Vu les autres pièces du dossier ;
Vu :
- le code de l'entrée et du séjour des étrangers et du droit d'asile ;
- le code de justice administrative ;
1. Aux termes de l'article R. 811-14 du code de justice administrative, " Sauf dispositions particulières, le recours en appel n'a pas d'effet suspensif s'il n'en est autrement ordonné par le juge d'appel dans les conditions prévues par le présent titre ". L'article R. 811-17 de ce code prévoit que " le sursis peut être ordonné à la demande du requérant si l'exécution de la décision de première instance attaquée risque d'entraîner des conséquences difficilement réparables et si les moyens énoncés dans la requête paraissent sérieux en l'état de l'instruction ". Enfin, le second alinéa de l'article R. 222-1 du même code dispose que " (...) les présidents des formations de jugement (...) des cours peuvent (...), par ordonnance, rejeter les conclusions à fin de sursis à exécution d'une décision juridictionnelle frappée d'appel (...) ".
2. M. A... B..., qui a fait appel du jugement du 18 octobre 2018 par lequel le tribunal administratif de Montpellier a rejeté sa demande d'annulation de l'arrêté du 20 septembre 2018 du préfet de l'Hérault refusant de lui délivrer un titre de séjour, lui faisant obligation de quitter le territoire français sans délai et fixant le pays à destination duquel il est susceptible d'être reconduit d'office, demande à la Cour qu'il soit sursis à l'exécution de ce jugement.
3. En tant qu'il rejette les conclusions du requérant dirigées contre le refus de lui délivrer un titre de séjour, le jugement en litige ne peut entraîner aucune mesure d'exécution susceptible de faire l'objet du sursis prévu à l'article R. 811-17 du code de justice administrative.
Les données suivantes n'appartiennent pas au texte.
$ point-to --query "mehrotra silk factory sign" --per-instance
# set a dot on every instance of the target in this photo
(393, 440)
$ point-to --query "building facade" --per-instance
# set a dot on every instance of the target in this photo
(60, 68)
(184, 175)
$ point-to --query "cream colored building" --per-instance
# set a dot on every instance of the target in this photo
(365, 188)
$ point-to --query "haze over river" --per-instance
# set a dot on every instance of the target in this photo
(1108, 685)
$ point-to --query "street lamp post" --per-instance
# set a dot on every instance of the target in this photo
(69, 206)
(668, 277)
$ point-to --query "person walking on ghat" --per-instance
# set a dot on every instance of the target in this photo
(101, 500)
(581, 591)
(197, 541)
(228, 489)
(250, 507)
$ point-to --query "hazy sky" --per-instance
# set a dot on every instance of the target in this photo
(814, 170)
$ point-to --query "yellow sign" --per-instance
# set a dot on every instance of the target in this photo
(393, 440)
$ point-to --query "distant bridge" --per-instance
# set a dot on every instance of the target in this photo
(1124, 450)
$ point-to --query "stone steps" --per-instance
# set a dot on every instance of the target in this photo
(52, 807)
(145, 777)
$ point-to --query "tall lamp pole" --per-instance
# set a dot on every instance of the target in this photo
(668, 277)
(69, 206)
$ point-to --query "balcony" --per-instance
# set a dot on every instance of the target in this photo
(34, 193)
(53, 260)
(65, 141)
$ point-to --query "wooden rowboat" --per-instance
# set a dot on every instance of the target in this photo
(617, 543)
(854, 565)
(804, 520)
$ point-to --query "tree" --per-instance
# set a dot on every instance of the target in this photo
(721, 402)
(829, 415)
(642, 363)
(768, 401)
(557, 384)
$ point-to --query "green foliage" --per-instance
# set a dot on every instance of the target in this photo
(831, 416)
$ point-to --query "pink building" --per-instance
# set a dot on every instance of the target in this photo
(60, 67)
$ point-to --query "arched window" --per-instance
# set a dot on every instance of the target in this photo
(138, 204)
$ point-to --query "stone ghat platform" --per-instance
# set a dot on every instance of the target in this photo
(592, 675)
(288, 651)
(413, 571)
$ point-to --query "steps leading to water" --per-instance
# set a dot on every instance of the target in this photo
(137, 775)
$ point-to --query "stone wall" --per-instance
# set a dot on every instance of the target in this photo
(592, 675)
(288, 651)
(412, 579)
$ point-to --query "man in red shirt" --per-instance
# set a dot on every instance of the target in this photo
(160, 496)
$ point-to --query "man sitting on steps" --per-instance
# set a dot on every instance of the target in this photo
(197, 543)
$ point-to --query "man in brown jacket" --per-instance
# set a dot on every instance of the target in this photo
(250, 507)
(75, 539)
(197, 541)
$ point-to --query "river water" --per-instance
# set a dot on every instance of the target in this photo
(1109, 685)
Les conclusions que M. A... B...présente à cette fin ne sont dès lors par recevables.
4. M. A... B...fait valoir qu'il est entré au cours de sa treizième année en France, pays qu'il n'a pas quitté depuis lors et où il a des attaches familiales. Toutefois, le requérant n'établit pas, par ces seules considérations, que l'exécution de la mesure d'éloignement et d'interdiction de retour sur le territoire français, rendue possible par l'exécution du jugement du 18 octobre 2018, risquerait d'entraîner pour lui des conséquences difficilement réparables. Il suit de là qu'il n'est pas fondé à demander qu'il soit sursis à l'exécution du jugement du tribunal administratif de Montpellier du 18 octobre 2018.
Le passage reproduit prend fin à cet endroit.